Proceeding, I did a feature where I categorise the time into "Morning", "Afternoon", "Evening", "Night".
This will then be tested as well to determine the association between timing and conversion rate.

Interpretations:

There is a statistically significant relationship between time slots and conversion rates, although the strength of this association is weak.
The Afternoon time slot has the highest conversion rates, suggesting it may be the best time to reach users.

4. A/B Test for equality of proportion

Purpose:

The purpose of this test is to evaluate the efficacy of different test groups (categorical variable).

The test groups consist of advertisements and public service announcements. I want to determine which group performs better.

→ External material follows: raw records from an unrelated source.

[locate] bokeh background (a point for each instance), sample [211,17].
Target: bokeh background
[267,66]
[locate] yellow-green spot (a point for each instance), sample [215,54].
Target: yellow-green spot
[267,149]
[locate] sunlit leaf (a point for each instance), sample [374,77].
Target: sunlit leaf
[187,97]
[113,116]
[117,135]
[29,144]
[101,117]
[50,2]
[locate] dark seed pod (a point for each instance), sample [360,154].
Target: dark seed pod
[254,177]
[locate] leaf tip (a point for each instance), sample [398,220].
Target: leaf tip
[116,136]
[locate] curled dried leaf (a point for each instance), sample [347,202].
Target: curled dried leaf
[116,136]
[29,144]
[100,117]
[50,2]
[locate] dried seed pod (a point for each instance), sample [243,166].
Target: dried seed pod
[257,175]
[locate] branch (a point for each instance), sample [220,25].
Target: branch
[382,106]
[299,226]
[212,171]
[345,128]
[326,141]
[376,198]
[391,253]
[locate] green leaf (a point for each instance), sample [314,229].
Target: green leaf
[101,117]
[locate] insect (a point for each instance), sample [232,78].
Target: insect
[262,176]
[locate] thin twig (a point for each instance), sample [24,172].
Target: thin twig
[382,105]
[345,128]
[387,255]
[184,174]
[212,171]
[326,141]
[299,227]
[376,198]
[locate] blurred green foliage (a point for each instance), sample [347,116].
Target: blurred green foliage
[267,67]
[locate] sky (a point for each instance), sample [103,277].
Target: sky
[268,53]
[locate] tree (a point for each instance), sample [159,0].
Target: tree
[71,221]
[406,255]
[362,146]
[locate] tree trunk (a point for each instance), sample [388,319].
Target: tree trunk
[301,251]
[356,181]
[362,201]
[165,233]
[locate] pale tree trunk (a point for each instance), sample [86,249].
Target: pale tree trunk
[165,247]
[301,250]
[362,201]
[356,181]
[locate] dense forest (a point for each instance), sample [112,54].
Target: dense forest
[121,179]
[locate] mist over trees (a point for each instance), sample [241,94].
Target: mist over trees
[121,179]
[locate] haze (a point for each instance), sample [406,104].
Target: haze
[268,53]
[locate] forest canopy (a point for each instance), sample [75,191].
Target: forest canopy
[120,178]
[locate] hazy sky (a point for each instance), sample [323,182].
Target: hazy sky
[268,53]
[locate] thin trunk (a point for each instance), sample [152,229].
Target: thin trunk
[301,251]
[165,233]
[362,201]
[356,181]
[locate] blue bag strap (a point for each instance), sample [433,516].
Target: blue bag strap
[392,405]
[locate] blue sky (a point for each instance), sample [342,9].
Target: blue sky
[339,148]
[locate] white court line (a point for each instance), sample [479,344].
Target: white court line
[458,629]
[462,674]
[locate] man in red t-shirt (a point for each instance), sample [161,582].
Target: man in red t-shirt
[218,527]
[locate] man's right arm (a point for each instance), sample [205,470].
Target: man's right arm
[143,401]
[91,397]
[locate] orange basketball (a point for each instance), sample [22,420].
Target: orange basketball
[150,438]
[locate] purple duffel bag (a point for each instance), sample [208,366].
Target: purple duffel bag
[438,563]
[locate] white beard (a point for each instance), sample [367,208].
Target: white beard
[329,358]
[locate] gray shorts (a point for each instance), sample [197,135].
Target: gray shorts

This is where the Z-test for two proportions is applied.

Explanation:

Before I start with the Z-test, I need to check how many samples I need to assume normality.

This is when NormalIndPower() comes into the play.

Without an appripriate amount of sample size, this could lead to Type I or Type II errors.

Interpretations:

A higher Z-statistic (positive) suggests that the first group (success_ad) has a higher proportion compared to the second group (success_psa).

This indicates that there is a statistically significant difference in the proportions of conversions between the ad group and the PSA group. The difference in the proportions is not due to random chance.

However, we have to look into odds ratio to determine the likelihood of converting.

Interpretations:

There is a statistical significant difference in conversion rates between the ad and psa groups.

The conversion rate in ad group is slightly higher than in the PSA group, however the odds ratio suggest that the users exposed to ad have a lower odds of converting than those exposed to PSA.

While the ad group had a higher conversion percentage, the odds ratio indicates that users in the PSA group had a better relative chance of converting compared to the ad group, when accounting for odds rather than raw proportions.

5. Continuous Variable Hypothesis Tests

Explanation:

Before considering what sort of test I will be using, levene's and shapiro test will be implemented to determine the homogenous of variance and normality of the data.

Assumption of normality and equal homogeneity of variance: Independent t-test

Assumption of normality and not equal variances: Welch's t-test

When both assumptions fail: Mann-Whitney U Test

Interpretation:

Thus, Mann-Whitney U Test is utilised to determine the significant difference between total ads that the customers seen and conversion rate.

Following, effect-size is implemented to look at the relationship between the variables.

Strong inverse relationship between conversion and total ads: Users who did not convert saw more ads than those who converted.

6. Conclusion

Ads vs. PSAs: While ads showed a marginally higher raw conversion rate, PSAs demonstrated a stronger relative likelihood of conversion based on the odds ratio.

Day and time of exposure are critical factors in conversion rates, indicating that strategically timed marketing campaigns could enhance user engagement and attraction.

Total ads test indicate that increased ad frequency leads to diminishing conversion rates. Reducing ad exposure while focusing on message quality could improve overall effectiveness.